En 1679, Robert Hooke réalisa que cette force devait nécessairement agir vers le centre de l’orbite. Il arriva donc à une conclusion étonnante : le soleil attire les planètes. Les planètes ont vraisemblablement reçu un élan lors de leur formation. Depuis, l’orbite stable de chacune est un compromis entre la tendance naturelle à continuer en ligne droite et la force d’attraction du soleil qui les fait constamment dévier vers le centre de l’orbite.
La nature de la force d’attraction du soleil demeurait toutefois mystérieuse ; Hooke pensait comme Kepler, à une force d’origine magnétique.
Ci-dessous : système héliocentrique avant Newton, lunette de Galilée, microscope de Hooke, Newton et Hooke
Newton découvre la loi de la gravitation universelle
Newton commença par réfuter la structure de la matière proposée par Descartes.
Dans son premier manuscrit intitulé : De la gravitation, du mouvement des corps (1670), Newton présente sa théorie sur la structure de la matière. Il y expose une critique détaillée de la conception de la matière et de la vision cosmique de Descartes. Newton rejette son fluide subtil, l’éther, qui emplirait tous les interstices de la matière et qui serait contraire à tout mouvement et il rejette également son identification de la matière à l’étendue.
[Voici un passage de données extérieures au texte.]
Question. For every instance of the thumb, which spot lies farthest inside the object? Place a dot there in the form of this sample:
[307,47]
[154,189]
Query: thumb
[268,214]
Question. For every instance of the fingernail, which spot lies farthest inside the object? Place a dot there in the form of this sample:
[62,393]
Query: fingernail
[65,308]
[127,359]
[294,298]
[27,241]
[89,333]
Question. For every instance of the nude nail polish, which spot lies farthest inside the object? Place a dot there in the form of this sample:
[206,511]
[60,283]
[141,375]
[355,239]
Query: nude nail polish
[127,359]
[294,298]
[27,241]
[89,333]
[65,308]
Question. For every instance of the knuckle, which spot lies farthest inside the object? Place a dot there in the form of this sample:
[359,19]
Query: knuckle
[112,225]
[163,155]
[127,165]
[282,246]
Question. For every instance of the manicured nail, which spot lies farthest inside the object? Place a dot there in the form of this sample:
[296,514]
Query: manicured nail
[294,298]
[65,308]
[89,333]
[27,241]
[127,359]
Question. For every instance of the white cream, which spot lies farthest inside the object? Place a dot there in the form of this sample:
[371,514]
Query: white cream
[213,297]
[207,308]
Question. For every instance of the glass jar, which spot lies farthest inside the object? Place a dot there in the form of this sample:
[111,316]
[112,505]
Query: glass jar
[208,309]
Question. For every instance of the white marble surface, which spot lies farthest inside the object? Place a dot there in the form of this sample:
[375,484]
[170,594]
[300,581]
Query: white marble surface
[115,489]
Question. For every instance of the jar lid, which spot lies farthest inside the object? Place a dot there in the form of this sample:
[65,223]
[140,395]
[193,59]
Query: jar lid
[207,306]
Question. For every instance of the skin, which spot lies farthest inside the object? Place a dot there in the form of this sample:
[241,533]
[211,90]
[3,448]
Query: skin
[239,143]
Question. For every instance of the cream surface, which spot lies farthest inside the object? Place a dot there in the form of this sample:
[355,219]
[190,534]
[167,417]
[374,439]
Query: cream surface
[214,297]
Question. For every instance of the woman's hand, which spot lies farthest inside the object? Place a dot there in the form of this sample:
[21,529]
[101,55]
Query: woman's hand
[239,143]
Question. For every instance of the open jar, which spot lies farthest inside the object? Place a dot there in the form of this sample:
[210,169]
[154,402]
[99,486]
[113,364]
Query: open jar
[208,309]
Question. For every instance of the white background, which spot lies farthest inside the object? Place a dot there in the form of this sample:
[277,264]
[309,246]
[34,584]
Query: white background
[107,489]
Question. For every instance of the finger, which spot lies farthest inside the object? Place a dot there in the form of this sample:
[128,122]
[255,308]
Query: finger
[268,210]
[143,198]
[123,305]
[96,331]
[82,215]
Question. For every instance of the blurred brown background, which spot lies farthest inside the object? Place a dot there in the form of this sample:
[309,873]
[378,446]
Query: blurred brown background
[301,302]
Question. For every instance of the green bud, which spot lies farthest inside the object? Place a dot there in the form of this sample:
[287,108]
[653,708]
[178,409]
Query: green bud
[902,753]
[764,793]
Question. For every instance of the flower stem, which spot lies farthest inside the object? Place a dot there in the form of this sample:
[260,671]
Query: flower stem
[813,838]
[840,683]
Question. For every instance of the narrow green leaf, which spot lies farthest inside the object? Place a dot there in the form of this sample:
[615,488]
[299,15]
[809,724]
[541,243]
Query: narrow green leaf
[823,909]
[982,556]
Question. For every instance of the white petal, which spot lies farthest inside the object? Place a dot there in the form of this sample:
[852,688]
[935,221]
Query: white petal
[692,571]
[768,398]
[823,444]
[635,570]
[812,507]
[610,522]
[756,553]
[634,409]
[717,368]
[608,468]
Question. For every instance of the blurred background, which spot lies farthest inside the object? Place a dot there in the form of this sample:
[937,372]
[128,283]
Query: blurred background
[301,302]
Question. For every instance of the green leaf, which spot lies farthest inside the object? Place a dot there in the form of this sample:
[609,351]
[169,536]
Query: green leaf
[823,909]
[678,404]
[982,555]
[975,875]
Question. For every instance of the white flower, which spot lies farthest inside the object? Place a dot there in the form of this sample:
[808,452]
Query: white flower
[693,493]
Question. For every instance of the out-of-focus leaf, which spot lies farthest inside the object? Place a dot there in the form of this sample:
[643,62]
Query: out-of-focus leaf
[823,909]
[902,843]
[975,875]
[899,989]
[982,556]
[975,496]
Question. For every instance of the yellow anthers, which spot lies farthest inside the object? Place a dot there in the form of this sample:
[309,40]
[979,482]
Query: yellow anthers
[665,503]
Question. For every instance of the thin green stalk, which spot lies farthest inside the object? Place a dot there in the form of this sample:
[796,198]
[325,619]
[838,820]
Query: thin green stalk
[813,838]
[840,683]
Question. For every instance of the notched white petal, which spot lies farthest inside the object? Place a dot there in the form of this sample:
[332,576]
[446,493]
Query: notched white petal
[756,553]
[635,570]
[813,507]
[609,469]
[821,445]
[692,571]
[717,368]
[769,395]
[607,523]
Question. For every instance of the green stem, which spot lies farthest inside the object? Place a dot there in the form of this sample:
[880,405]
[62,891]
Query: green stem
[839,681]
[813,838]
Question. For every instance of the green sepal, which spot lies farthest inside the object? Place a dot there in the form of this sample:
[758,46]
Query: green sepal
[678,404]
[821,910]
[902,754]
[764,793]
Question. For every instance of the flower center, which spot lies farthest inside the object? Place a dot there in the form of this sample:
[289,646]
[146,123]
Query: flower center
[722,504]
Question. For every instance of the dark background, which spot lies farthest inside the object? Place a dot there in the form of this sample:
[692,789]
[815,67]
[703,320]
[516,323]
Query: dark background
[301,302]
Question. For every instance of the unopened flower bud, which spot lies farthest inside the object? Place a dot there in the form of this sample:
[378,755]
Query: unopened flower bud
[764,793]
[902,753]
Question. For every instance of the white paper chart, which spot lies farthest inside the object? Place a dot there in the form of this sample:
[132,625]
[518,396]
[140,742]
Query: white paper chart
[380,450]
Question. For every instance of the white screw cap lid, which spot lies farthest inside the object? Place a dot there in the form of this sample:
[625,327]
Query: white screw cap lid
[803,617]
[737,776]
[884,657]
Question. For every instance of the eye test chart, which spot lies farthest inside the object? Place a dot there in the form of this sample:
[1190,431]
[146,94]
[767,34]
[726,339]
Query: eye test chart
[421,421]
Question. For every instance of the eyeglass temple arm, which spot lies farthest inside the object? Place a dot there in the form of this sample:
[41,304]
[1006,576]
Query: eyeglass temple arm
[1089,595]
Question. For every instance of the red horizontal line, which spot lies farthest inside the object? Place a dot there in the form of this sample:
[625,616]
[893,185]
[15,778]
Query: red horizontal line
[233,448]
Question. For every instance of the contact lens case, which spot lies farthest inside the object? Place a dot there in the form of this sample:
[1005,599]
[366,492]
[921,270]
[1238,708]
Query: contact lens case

Si l’éther était un fluide totalement corporel, écrit Newton, sans aucun pore, il serait aussi dense que n’importe quel fluide et il ne céderait pas aux mouvements des corps qui le traverseraient, et tout mouvement serait impossible.
Pour Newton, la matière est donc constituée de corpuscules qui se déplacent dans l’espace. Il s’accorde donc, en partie, avec Descartes quant au mouvement et à l’existence d’atomes, mais son opinion diverge quant à la conception de l’espace. L’espace est un lieu où les corps sont placés mais l’espace n’est pas un corps comme Descartes le pensait.
Les premiers travaux de Newton en physique et en mathématiques remontent à la fin des années 1660.
Vers 1665, il jeta notamment les bases d’une technique qui allait révolutionner les mathématiques, le calcul différentiel et intégral (voir article précédent). Or c’est justement ce qui manquait à Hooke vers 1680 pour démontrer la forme elliptique des orbites, Newton n’ayant pas publié ses résultats.
L’analyse des écrits de Newton démontre qu’il n’avait pas formulé clairement l’idée d’une force attractive entre le soleil et les planètes ou entre la terre et la lune avant qu’il n’ait reçu la lettre de Hooke.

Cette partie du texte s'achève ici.